EINSTEIN!  Couldn't resist. Have yourself a hell of a trip. Where are you riding??


----------



## SAVETHISNOOB (Feb 29, 2012)

ridinbend said:


> This.... Smith Goggle Case - black - Snowboard Shop > Snowboard Goggles > Goggle Accessories in a backpack and your solid.


Ha, cheers. Bit much just for a lens though :dizzy:

Plus, always been advised against backpacks as a noob


----------



## ridinbend (Aug 2, 2012)

SAVETHISNOOB said:


> Ha, cheers. Bit much just for a lens though :dizzy:
> 
> Plus, always been advised against backpacks as a noob


Not if you have to buy a new lens. I understand though. Enjoy.


----------



## SAVETHISNOOB (Feb 29, 2012)

ARSENALFAN said:


> EINSTEIN!  Couldn't resist. Have yourself a hell of a trip. Where are you riding??


Chamonix and les deux alpes, France!
Can't wait now. Apparently the second resort has a badass park. 

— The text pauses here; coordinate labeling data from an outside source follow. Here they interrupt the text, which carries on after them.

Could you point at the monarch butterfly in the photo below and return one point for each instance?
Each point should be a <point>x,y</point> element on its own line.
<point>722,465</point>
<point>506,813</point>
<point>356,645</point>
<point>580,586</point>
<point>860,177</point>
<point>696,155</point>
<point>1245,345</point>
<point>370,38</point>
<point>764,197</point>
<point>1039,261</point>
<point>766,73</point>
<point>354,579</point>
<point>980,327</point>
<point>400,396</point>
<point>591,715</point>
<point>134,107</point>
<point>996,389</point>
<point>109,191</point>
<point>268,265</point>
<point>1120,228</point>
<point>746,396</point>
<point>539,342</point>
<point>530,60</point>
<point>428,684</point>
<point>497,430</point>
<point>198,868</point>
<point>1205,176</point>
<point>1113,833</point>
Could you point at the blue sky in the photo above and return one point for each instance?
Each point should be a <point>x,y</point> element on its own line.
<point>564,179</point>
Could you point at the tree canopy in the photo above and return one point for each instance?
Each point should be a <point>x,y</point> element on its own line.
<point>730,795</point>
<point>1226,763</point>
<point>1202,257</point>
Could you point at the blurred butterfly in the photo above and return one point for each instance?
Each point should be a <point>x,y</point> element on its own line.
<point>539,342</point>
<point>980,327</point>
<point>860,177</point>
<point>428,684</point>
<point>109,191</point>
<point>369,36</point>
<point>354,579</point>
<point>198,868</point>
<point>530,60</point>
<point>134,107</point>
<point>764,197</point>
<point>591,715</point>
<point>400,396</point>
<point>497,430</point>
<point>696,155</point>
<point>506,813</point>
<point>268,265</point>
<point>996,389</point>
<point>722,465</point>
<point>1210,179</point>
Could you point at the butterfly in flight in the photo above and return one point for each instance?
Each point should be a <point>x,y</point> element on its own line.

Oh to be American/Canadian and live near a hill. :bowdown:


----------



## ARSENALFAN (Apr 16, 2012)

Its nice, but I still dream of Japan and European ski bunnies…..lol


----------



## cav0011 (Jan 4, 2009)

I keep looking at the greybird M2 lense options for an extra, the ones are mine are two extremes of the spectrum... Meh they work well and hopefully end of season i can snag an extra lens on sale.


----------



## SAVETHISNOOB (Feb 29, 2012)

cav0011 said:


> I keep looking at the greybird M2 lense options for an extra, the ones are mine are two extremes of the spectrum... Meh they work well and hopefully end of season i can snag an extra lens on sale.


Aye I thought the same. 
Something middle of the line like a 50% VLT would be more versatile I thinks.


----------



## cav0011 (Jan 4, 2009)

On that note the red solex is pretty versitile. It is like ~30% VLT I would like mid 40's though


----------



## destroy (Dec 16, 2012)

I have a pair of M1's with both of those lenses. I like them both. There are some days when the bluebird lens seems to provide better vis than the other, even in lower/flatter light but in my case I've found out that it's mostly just cuz the lagoon lens is scratched. I wore them in several storms last year and between rubbing the lens clear and a few bails here and there they're sadly not very useable anymore 

I would sometimes carry the spare lens in the little lens bag in a jacket pocket on my waist where it would fit the contour of my body, didn't have any problems. I eventually just settled on one, but now I just started riding with a backpack and love the convenience. The pack is comfy as hell for me and doesn't bother me at all. As long as both waist and chest straps are done up, it doesnt move around so I don't get bothered by it when doing any airs or grabs. Granted, I've got an expensive high end pack for the backcountry... but still. A good fitting pack that you're comfy with is nice at the mega resorts where it's a trek back to the car.


----------